Interestingly, the "threads" in CUDA are numbered in a two-dimensional space. This means that instead of being given a "threadID," they are given an x and y location corresponding to where they are with regards to the blocks and such.
In this example 72 threads are launched and in doing the calculation of i and j, the program is essentially specifying that each thread should perform the computation on that specific element in the matrix.
This is interesting because instead of simply doing a "for_all" as we did with ISPC, we are now only defining the behaviour of a single thread in the kernel (matrixAdd), and then telling the GPU to do this computation on all of the elements by calling it on a bunch of different threads.

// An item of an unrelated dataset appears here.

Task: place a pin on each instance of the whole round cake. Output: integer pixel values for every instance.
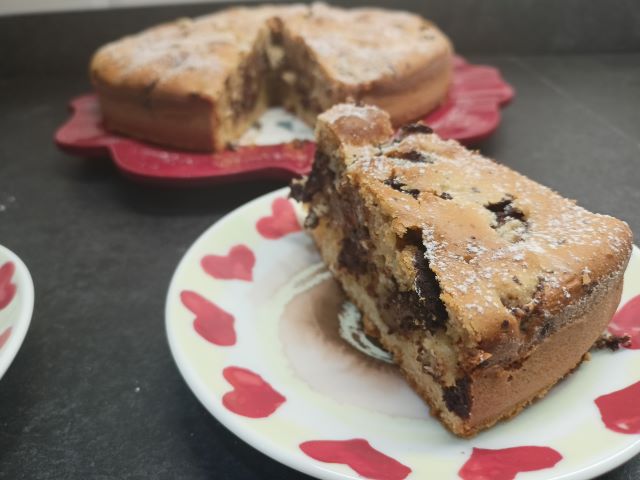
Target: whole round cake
(198, 84)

As we'll see later in the lecture, the number of threads can far exceed the number of execution units on the chip and the chip will actually schedule tasks to get it done efficiently with the available resources.
@rohan, can you clarify what exactly it means that the threads have x and y dimensions? I don't really understand how it works.
@kipper. As shown in lecture 5, slide 37,
the threads id in CUDA can be up to 3-dimensional. You can find relation between the index of a thread and its thread ID in chapter 2.2 in
CUDA C programming guide.
This multi-dimensional hierarchy provides a natural way to invoke computation across the elements in a domain such as a vector, matrix, or volume.
@momoda, @kipper: Not a big deal, but worth noting: it's also easier to convert a 2-D index (x,y) to a 1D (linearized) offset, than so the other way: convert a 1D index to 2D indices (x,y). The former (shown below) requires only adds and multiplies, the later would require a divide.
int x = blockIdx.x * blockDim.x + threadIdx.x;
int y = blockIdx.y * blockDim.y + threadIdx.y;
int 1d_offset = y * IMAGE_WIDTH + x;
Why was 3 dimensions in particular chosen as the limit? Couldn't they have allowed for any finite number (well, within hardware limits) of dimensions on thread IDs? Did they just figure 3D would cover most applications?
@temmie. It's hardware supported, and everything in HW is finite. But yes, stopping at 3D was probably determined to be a reasonable idea since it covers a large space of applications, particularly those in graphics, where we work on 2D grids (images) and 3D grids (voxels in a volume).